Should I use a code validator or an LLM critic?

Both, in order: code first, LLM critic only if code passes. Code catches 90% of real failures (missing fields, type errors, sums that don’t balance) at zero cost. LLM critics are useful for semantic checks ("is this summary actually about the input?") where code can’t judge.

How do I prevent the critic agreeing with the generator?

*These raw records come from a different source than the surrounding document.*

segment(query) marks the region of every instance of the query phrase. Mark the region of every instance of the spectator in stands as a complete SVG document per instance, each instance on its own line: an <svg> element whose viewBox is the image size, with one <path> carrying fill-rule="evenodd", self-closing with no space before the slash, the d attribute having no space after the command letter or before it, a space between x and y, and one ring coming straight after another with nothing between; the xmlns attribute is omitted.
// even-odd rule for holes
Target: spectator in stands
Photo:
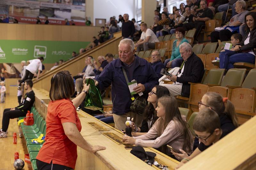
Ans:
<svg viewBox="0 0 256 170"><path fill-rule="evenodd" d="M218 114L209 108L199 111L195 118L193 129L196 133L196 137L198 138L200 144L190 156L188 156L187 154L187 156L176 167L176 169L180 168L228 133L228 132L221 130ZM181 150L180 150L180 152ZM185 152L183 154L177 153L173 151L171 152L176 158L180 159L184 158L184 155L186 154Z"/></svg>
<svg viewBox="0 0 256 170"><path fill-rule="evenodd" d="M75 85L68 71L54 74L51 81L46 140L36 156L36 165L39 169L74 169L77 145L92 153L106 149L89 144L80 133L82 126L76 109L88 94L90 86L85 84L82 92L71 101Z"/></svg>
<svg viewBox="0 0 256 170"><path fill-rule="evenodd" d="M207 2L205 0L201 0L200 6L201 9L193 18L194 22L185 24L183 26L185 31L188 31L196 28L196 31L194 37L196 39L201 31L202 27L205 25L205 21L210 20L213 17L212 11L207 7Z"/></svg>
<svg viewBox="0 0 256 170"><path fill-rule="evenodd" d="M119 59L107 65L96 79L101 90L112 84L113 117L115 127L120 130L125 128L127 117L134 117L135 123L140 127L142 120L142 115L130 111L131 93L122 68L125 70L129 82L133 79L137 81L138 86L133 90L137 93L144 92L146 96L143 97L147 97L148 92L159 83L159 78L149 63L134 54L134 47L132 40L121 40L118 48Z"/></svg>
<svg viewBox="0 0 256 170"><path fill-rule="evenodd" d="M173 83L160 85L167 88L171 96L181 95L188 96L190 93L190 84L188 82L201 81L204 72L204 63L200 58L194 53L192 47L187 42L180 45L180 53L183 59L180 63L180 70L177 75L172 75L168 78Z"/></svg>
<svg viewBox="0 0 256 170"><path fill-rule="evenodd" d="M106 60L108 61L108 63L110 63L113 60L114 60L114 57L113 56L113 54L111 53L108 53L105 56L106 57Z"/></svg>
<svg viewBox="0 0 256 170"><path fill-rule="evenodd" d="M208 7L213 11L214 13L216 13L219 12L218 11L218 7L228 3L228 0L214 0L212 6Z"/></svg>
<svg viewBox="0 0 256 170"><path fill-rule="evenodd" d="M163 75L160 74L161 69L164 68L164 64L161 61L161 55L158 51L153 51L151 54L152 62L150 63L153 69L156 72L158 77L160 78Z"/></svg>
<svg viewBox="0 0 256 170"><path fill-rule="evenodd" d="M7 16L7 15L4 14L2 22L4 23L9 23L9 18Z"/></svg>
<svg viewBox="0 0 256 170"><path fill-rule="evenodd" d="M223 20L225 19L226 12L228 10L228 8L229 8L229 5L232 6L232 15L231 17L233 17L235 15L237 14L236 11L236 9L235 9L235 7L236 7L236 2L237 1L237 0L231 0L229 1L228 3L223 4L218 7L218 11L219 12L224 12L224 13L223 14L223 17L222 17L222 19ZM229 9L230 9L230 7L229 7Z"/></svg>
<svg viewBox="0 0 256 170"><path fill-rule="evenodd" d="M185 31L182 28L177 28L175 29L175 35L176 39L173 41L171 59L167 59L164 61L165 67L174 68L180 66L180 62L183 59L180 53L180 45L184 42L189 43L188 41L184 37L185 35Z"/></svg>
<svg viewBox="0 0 256 170"><path fill-rule="evenodd" d="M90 26L92 25L92 22L88 20L88 17L85 17L85 25L87 26Z"/></svg>
<svg viewBox="0 0 256 170"><path fill-rule="evenodd" d="M20 62L20 65L21 66L21 71L20 72L20 77L22 80L25 77L26 72L26 61L21 61Z"/></svg>
<svg viewBox="0 0 256 170"><path fill-rule="evenodd" d="M162 15L160 13L160 11L158 10L156 10L154 11L154 12L155 13L155 16L158 16L159 17L158 19L159 20L161 20L162 19Z"/></svg>
<svg viewBox="0 0 256 170"><path fill-rule="evenodd" d="M50 70L53 70L55 68L59 66L59 62L55 62L54 63L54 66L51 68Z"/></svg>
<svg viewBox="0 0 256 170"><path fill-rule="evenodd" d="M99 67L96 61L93 62L93 66L94 67L93 71L95 73L95 78L97 78L99 77L99 75L101 73L105 67L108 65L108 63L106 60L105 57L102 55L100 55L97 58L98 62L100 64Z"/></svg>
<svg viewBox="0 0 256 170"><path fill-rule="evenodd" d="M249 12L248 11L245 11L246 7L246 4L243 0L236 2L235 9L238 14L232 17L228 24L223 27L224 29L229 27L233 32L231 32L229 29L226 29L219 32L212 32L211 33L211 39L212 42L217 42L218 39L220 39L221 41L228 41L232 35L239 32L239 26L241 24L244 24L245 21L244 17Z"/></svg>
<svg viewBox="0 0 256 170"><path fill-rule="evenodd" d="M45 20L45 21L44 22L44 24L49 24L49 20L48 20L48 17L45 16L44 17L44 19Z"/></svg>
<svg viewBox="0 0 256 170"><path fill-rule="evenodd" d="M134 23L134 26L135 27L135 31L138 31L140 30L140 27L137 22L136 22L135 18L133 18L132 19L132 21Z"/></svg>
<svg viewBox="0 0 256 170"><path fill-rule="evenodd" d="M77 79L79 78L83 78L84 74L85 73L85 70L86 70L86 68L87 68L87 64L88 62L87 57L86 57L85 58L85 59L84 60L84 65L85 66L84 66L84 67L83 69L82 72L79 73L77 74L76 74L76 75L75 75L73 77L73 78L75 80L76 80Z"/></svg>
<svg viewBox="0 0 256 170"><path fill-rule="evenodd" d="M180 14L181 15L186 17L185 4L184 3L182 3L180 5Z"/></svg>
<svg viewBox="0 0 256 170"><path fill-rule="evenodd" d="M163 96L170 96L170 92L165 87L158 85L156 86L148 93L148 103L143 112L143 121L141 127L138 127L134 123L132 123L131 127L133 131L133 136L138 136L147 133L158 118L156 108L157 106L157 100Z"/></svg>
<svg viewBox="0 0 256 170"><path fill-rule="evenodd" d="M73 19L71 19L71 21L70 21L70 23L71 24L71 25L75 25L76 24L75 24L75 23L74 22L74 20Z"/></svg>
<svg viewBox="0 0 256 170"><path fill-rule="evenodd" d="M60 60L59 61L59 65L61 65L63 63L63 60Z"/></svg>
<svg viewBox="0 0 256 170"><path fill-rule="evenodd" d="M40 57L37 59L29 60L29 64L26 67L26 71L25 72L25 76L21 80L21 82L18 86L18 89L20 89L21 83L24 82L27 79L32 79L35 73L38 70L37 74L37 79L38 79L40 75L40 73L43 71L42 62L44 61L44 57Z"/></svg>
<svg viewBox="0 0 256 170"><path fill-rule="evenodd" d="M124 22L124 18L121 15L119 15L118 17L118 22L117 23L119 23L120 22L123 23Z"/></svg>
<svg viewBox="0 0 256 170"><path fill-rule="evenodd" d="M137 51L146 51L149 48L155 49L156 43L159 42L156 34L152 30L148 28L146 23L141 24L140 29L142 32L140 38L135 44L137 46Z"/></svg>
<svg viewBox="0 0 256 170"><path fill-rule="evenodd" d="M177 10L175 11L175 15L174 15L174 27L177 28L180 27L183 25L183 22L185 20L185 17L182 16L180 14L180 10ZM170 30L170 33L172 34L175 33L175 29L172 29Z"/></svg>
<svg viewBox="0 0 256 170"><path fill-rule="evenodd" d="M83 53L84 53L85 51L84 51L84 48L80 48L79 50L79 55L81 55Z"/></svg>
<svg viewBox="0 0 256 170"><path fill-rule="evenodd" d="M237 4L238 1L236 2ZM249 12L245 15L246 32L240 45L230 50L225 50L220 54L220 68L228 70L234 68L237 62L255 62L256 48L256 12Z"/></svg>
<svg viewBox="0 0 256 170"><path fill-rule="evenodd" d="M177 9L177 8L176 7L176 6L175 7L174 7L174 6L172 8L172 10L173 10L173 8L174 7L176 8L176 10ZM164 12L166 12L167 14L167 16L168 16L168 15L169 15L169 14L170 14L170 13L169 13L169 12L168 12L168 8L167 7L166 7L166 6L164 7L163 9L163 11Z"/></svg>
<svg viewBox="0 0 256 170"><path fill-rule="evenodd" d="M0 82L4 81L5 81L5 78L4 78L3 73L0 73Z"/></svg>
<svg viewBox="0 0 256 170"><path fill-rule="evenodd" d="M69 23L69 22L68 21L68 18L65 19L65 25L70 25L70 23Z"/></svg>
<svg viewBox="0 0 256 170"><path fill-rule="evenodd" d="M169 18L167 18L167 17L168 15L167 15L167 13L165 12L162 12L162 19L161 20L159 21L156 24L155 24L154 25L154 27L156 27L158 26L164 26L164 25L168 25L169 24L169 22L170 22L170 21L169 20ZM156 37L158 37L159 36L161 36L161 34L163 33L161 33L161 32L160 31L159 32L156 32Z"/></svg>
<svg viewBox="0 0 256 170"><path fill-rule="evenodd" d="M40 20L40 19L39 18L39 17L37 16L36 17L36 24L41 24L41 21Z"/></svg>
<svg viewBox="0 0 256 170"><path fill-rule="evenodd" d="M129 38L132 39L132 36L135 32L135 27L132 21L129 20L129 15L124 14L124 22L122 25L122 37L123 39Z"/></svg>
<svg viewBox="0 0 256 170"><path fill-rule="evenodd" d="M192 1L191 0L187 0L187 5L185 5L185 8L189 7L189 8L190 8L192 6Z"/></svg>
<svg viewBox="0 0 256 170"><path fill-rule="evenodd" d="M185 11L186 11L185 14L186 14L186 16L183 24L193 22L194 16L191 13L190 8L188 7L186 7L185 8Z"/></svg>
<svg viewBox="0 0 256 170"><path fill-rule="evenodd" d="M5 109L4 110L2 128L0 130L0 138L7 137L7 130L10 119L26 116L28 110L30 110L35 101L35 93L32 90L33 82L30 79L25 81L24 89L27 91L21 104L15 108Z"/></svg>
<svg viewBox="0 0 256 170"><path fill-rule="evenodd" d="M189 153L192 153L193 136L188 125L182 118L175 98L170 96L160 97L156 110L159 118L148 133L136 137L125 135L123 138L124 143L158 148L175 159L166 145L171 146L175 151L182 148Z"/></svg>
<svg viewBox="0 0 256 170"><path fill-rule="evenodd" d="M99 40L95 37L92 37L92 47L98 46L99 45Z"/></svg>
<svg viewBox="0 0 256 170"><path fill-rule="evenodd" d="M84 74L83 79L88 76L93 76L95 74L93 71L94 68L92 67L94 60L92 56L89 55L87 57L87 67Z"/></svg>
<svg viewBox="0 0 256 170"><path fill-rule="evenodd" d="M110 34L110 38L112 38L114 37L113 35L114 33L118 32L119 31L120 31L120 30L119 28L117 27L116 23L115 22L113 22L112 25L109 28L109 33Z"/></svg>
<svg viewBox="0 0 256 170"><path fill-rule="evenodd" d="M162 25L156 25L156 26L154 26L154 25L157 24L158 21L159 21L159 17L158 16L155 16L155 17L154 17L154 24L151 26L151 29L153 30L154 33L156 35L157 35L157 32L160 32L160 31L163 29L163 26ZM160 35L160 33L159 35Z"/></svg>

Use a different system prompt for the critic, and explicitly tell it "you are the critic, not the generator. Assume the output is wrong until proven otherwise." Models default to agreement if you let them. Forcing adversarial framing flips the failure mode.

What does this cost to run?

At OpenAI 2024 GPT-4o-mini pricing, about $0.0005 per processed invoice/document including expected retries. A workflow handling 4,800/month costs about $2.40 in LLM calls plus your hosting (n8n on a $5 VPS). The historic alternative — human review at $20/hr — is ~340x more expensive.

When should I NOT use a self-correcting loop?

When the task is fully deterministic (use code, not an LLM) or when failures are rare and low-cost (just retry the whole thing once on error). The loop earns its keep when failures are frequent (>5%) and each failure costs real time or money to fix manually.